Notre appartement ou plutôt notre studio se trouve au rez-de-chaussée d'une résidence de six étages. Une pièce principale avec une kitchenette, un placard et une salle de bain avec WC. Notre mobilier se limite à l’utile, un lit et une étagère chacune, une table de cuisine et des chaises.
Une grande fenêtre illumine la pièce sur toute sa largeur.

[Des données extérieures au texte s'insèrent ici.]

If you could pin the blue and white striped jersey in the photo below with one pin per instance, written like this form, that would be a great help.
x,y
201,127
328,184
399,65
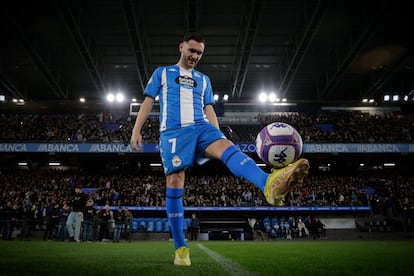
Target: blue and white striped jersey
x,y
183,94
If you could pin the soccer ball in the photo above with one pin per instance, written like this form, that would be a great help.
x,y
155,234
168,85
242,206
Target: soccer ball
x,y
278,144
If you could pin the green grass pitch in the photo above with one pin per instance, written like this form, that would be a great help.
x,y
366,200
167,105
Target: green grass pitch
x,y
209,258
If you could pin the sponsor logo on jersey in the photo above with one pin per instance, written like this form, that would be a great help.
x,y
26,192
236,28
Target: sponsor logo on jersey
x,y
186,81
176,161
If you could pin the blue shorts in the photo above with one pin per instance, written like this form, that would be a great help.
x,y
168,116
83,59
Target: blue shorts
x,y
179,148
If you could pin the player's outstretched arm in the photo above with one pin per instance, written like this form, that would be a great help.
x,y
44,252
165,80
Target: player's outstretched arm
x,y
144,111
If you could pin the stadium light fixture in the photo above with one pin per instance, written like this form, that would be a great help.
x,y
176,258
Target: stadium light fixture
x,y
262,97
272,97
110,97
119,97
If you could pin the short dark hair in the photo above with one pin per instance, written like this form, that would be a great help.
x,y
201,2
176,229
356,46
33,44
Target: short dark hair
x,y
193,36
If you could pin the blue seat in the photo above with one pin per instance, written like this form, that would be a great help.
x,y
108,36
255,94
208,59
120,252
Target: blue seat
x,y
142,225
150,225
166,225
134,225
158,225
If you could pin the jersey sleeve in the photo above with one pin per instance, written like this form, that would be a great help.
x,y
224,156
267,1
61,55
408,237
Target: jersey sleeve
x,y
154,84
208,92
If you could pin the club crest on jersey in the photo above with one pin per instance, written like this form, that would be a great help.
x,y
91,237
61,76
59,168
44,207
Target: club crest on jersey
x,y
186,81
176,161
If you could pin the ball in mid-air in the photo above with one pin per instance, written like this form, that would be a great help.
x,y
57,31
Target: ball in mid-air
x,y
279,144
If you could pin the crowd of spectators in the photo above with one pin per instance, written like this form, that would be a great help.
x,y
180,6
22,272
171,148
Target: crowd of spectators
x,y
389,196
331,127
348,127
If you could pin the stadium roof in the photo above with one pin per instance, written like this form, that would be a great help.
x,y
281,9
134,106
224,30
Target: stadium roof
x,y
305,51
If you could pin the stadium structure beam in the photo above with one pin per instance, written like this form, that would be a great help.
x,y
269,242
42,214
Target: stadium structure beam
x,y
137,38
31,46
82,38
192,15
250,23
312,18
377,83
9,86
329,81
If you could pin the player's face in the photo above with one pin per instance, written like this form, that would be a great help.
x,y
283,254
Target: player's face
x,y
191,53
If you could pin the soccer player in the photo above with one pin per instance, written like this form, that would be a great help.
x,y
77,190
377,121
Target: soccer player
x,y
189,133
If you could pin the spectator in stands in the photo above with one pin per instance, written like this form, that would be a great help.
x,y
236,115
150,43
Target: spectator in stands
x,y
14,218
190,133
302,228
87,224
127,224
105,216
258,230
119,218
74,222
29,222
62,232
52,219
318,228
194,227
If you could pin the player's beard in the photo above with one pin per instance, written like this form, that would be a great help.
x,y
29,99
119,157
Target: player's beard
x,y
191,62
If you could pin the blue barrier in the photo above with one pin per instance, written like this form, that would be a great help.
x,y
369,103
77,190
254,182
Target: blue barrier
x,y
251,209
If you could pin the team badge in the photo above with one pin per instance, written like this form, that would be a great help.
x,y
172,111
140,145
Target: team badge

Je pars tôt le matin. Mon trajet jusqu'à l'hôpital commence par une allée si étroite qu'une seule personne peut passer à la fois. Je bifurque ensuite sur la droite, devant un sex-shop qui fait l'angle. Le soir, à la tombée de la nuit, l'endroit semble incongru, la vitrine mystérieusement éclairée sur son pourtour par des néons roses. Juste à côté, une boulangerie pâtisserie ouverte à toute heure présente un cadre rassurant. Je poursuis dans une rue plus large jusqu'à une place où une fontaine permet de s’orienter facilement. La route s'élargit et je coupe par une rue transversale. Le centre est sympathique, animé par des commerces, ici se trouve la plus belle boutique de livres et de musique, ma préférée, celle où je prends le temps de flâner quelques fois.
Je poursuis pour bifurquer vers le tribunal pour prendre une rue pavée en sens unique. La dernière ligne droite sur le trottoir d’une route de grande circulation me conduit à l'hôpital.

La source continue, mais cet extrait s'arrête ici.